Rio+20 Outcome Yields New Milestone for Global Land Stewardship
The Rio+20 outcome on desertification, land degradation and drought is considered as one of the successes of the Conference. Contained in five short paragraphs (205-209
) of the Outcome Document
, the world governments underline the economic and social significance of good land management, including soil.
In the outcome document, world leaders agree:
- to strive for a land-degradation neutral world
- to reaffirm their resolve under the UNCCD to take coordinated action nationally, regionally and internationally
- to monitor, globally, land degradation and restore degraded lands in arid, semi-arid and dry sub-humid areas.

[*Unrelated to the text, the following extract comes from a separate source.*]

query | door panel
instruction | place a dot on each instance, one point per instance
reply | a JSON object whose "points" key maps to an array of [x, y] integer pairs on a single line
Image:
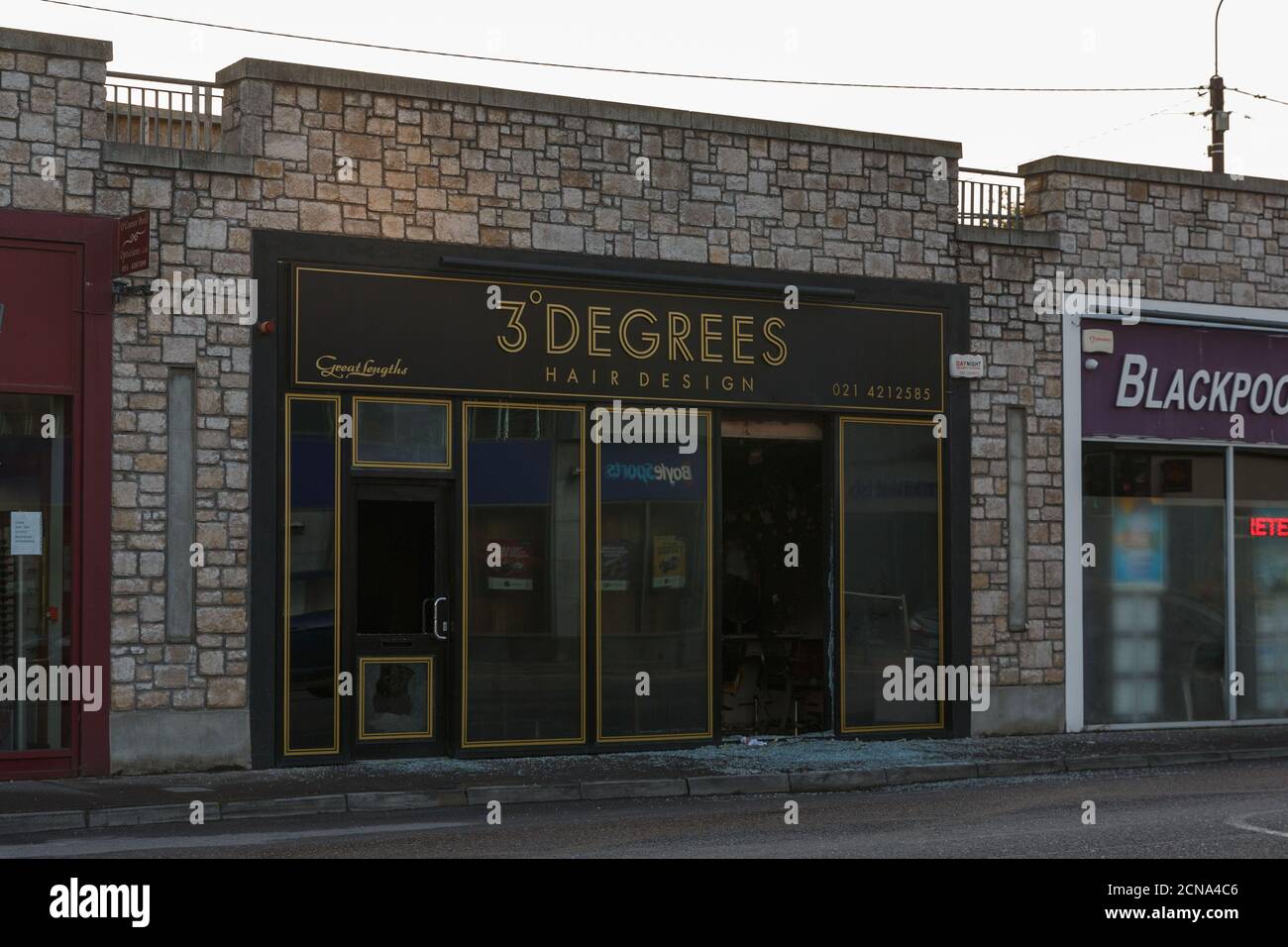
{"points": [[400, 655]]}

At present, every year, 12 million hectares of land become unproductive through desertification and drought alone. This is an area half the size of the United Kingdom. In the same period, 75 billion tons of soil are lost forever. Globally, 1.5 billion people are directly affected by land degradation.
Land degradation comes with a huge opportunity cost for society. The 12 million hectares lost annually have the potential to produce 20 million tons of grain - food that would minimize growing food insecurity and alleviate hunger.
World leaders have responded positively in response to the Rio outcome:
“I want to follow up Rio with firm action so that the momentum for protecting the earth's land and soils becomes unstoppable and a key element of the world's environmental agenda.”
-- Mr Janez Potočnik, EU Environment Commissioner
"I am pleased to acknowledge that in the context of sustainable development, a new concept calling for a paradigm shift to build a land degradation neutral world was born here.”
--Mr. Luc Gnacadja, Executive Secretary, UNCCD
“I believe that it clears the way for a forward-looking, science-based approach to championing vigorous action throughout the world to regenerate land and soils, and to developing and implementing a sound assessment system for tracking progress.”